Ia tak menjawab bersamaan dengan sorot matanya melemah. Urat-urat di wajahnya yang menonjol kini tak lagi menampak.
Aku tak percaya, kata-kata dramatis nan menggelikan itu terucap saja dari mulutku.
"Gue emang salah udah ninggalin lo, tapi gue enggak selingkuh, Anya."
Aku memang sengaja meladeninya, ingin melihat bagaimana lelaki ini mengakui kesalahannya. Ternyata, kata "tapi" membuat pengakuannya terkesan palsu.
"Maaf, Anya," katanya lemah. Pandangannya tertunduk seiring dengan bahunya yang merosot.

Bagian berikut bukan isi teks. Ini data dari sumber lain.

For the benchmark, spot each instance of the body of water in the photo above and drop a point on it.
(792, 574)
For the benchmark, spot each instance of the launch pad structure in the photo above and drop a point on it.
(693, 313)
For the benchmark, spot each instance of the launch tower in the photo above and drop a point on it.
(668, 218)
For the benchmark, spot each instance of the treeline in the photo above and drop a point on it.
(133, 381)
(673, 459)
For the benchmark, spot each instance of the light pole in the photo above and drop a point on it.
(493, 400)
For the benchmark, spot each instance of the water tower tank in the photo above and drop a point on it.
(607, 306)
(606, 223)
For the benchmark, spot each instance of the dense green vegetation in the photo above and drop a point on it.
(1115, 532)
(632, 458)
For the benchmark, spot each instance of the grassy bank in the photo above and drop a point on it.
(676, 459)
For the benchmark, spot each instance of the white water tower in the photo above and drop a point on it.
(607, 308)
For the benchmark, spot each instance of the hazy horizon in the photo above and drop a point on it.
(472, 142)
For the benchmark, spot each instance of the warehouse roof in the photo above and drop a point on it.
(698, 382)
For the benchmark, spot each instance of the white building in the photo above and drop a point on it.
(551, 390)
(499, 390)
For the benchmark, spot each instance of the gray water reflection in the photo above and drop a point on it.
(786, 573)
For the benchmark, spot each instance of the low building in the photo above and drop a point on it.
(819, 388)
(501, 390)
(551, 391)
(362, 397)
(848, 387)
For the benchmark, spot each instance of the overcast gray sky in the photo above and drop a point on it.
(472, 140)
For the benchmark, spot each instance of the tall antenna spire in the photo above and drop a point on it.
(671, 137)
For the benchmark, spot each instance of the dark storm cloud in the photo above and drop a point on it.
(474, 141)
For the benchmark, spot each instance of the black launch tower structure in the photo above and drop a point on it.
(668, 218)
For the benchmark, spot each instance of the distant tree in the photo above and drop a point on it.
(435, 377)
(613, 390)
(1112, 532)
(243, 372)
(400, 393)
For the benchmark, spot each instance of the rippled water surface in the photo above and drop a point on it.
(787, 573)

"Basi, Rel." Sayangnya, aku tak bisa menemukan rasa iba untuk ditunjukkan kepadanya. "Gue benci banget bahas hal ini, tau gak?"
"Tutup pintu dululah kalau mau ribut." Suara pintu ditutup menginterupsi. Tak jauh dari sana, Musa dan Bayan berdiri menatap kami penuh arti.
"Ah, sial." Tanpa sadar, umpatan itu terucap dari mulutku. Kalau mereka berdua mendengar percakapan kami, sudahlah! Dijamin aku akan menjadi bahan ejekan ketika nongkrong nanti. "Lo berdua ngapain, sih, ke sini?"
"Makanya lo kalau ada yang chat tuh gercep napa. Si Japi mau ngasih draf berita yang baru, biar sekalian di-up," sahut Musa. Dengan santai cowok itu mendekat, dan duduk di salah satu bangku. "Lanjut aja ngobrolnya, gak apa-apa, gue kepo."
Kan, sudah kubilang aku akan jadi bahan ejekan. Ini baru Musa, belum yang lain. Sial.
"Jadi, urusan pribadi kalian tèh ini?" kata Bayan. "Anjir, untung kita dateng, ya, Mus. Jadi bisa jagain pintu."
"Hooh, Yan. Kayak lo ternyata, ada cinta yang belum selesai."
"Jèh, lain cerita atuh saya mah." Bayan kemudian menutup pintu, dan berjalan mendekat. "Sekarang aku paham kenapa kalian tèh ribut terus."
"Gue udah tau, sih, sebenernya kalau Anya ini mantanan sama Farrel." Musa ikut menyahuti, "Jadi, lo pada masih mau ngobrol berdua gak? Santuy, sih, kita cuma tinjau berita doang."
Farrel melirikku melalui ekor matanya, seolah siap dengan apa yang akan kuputuskan. Bukan tanpa alasan Musa memberi ruang untukku, secara halus ia ingin agar tidak ada keributan karena masalah pribadi ketika diskusi berlangsung.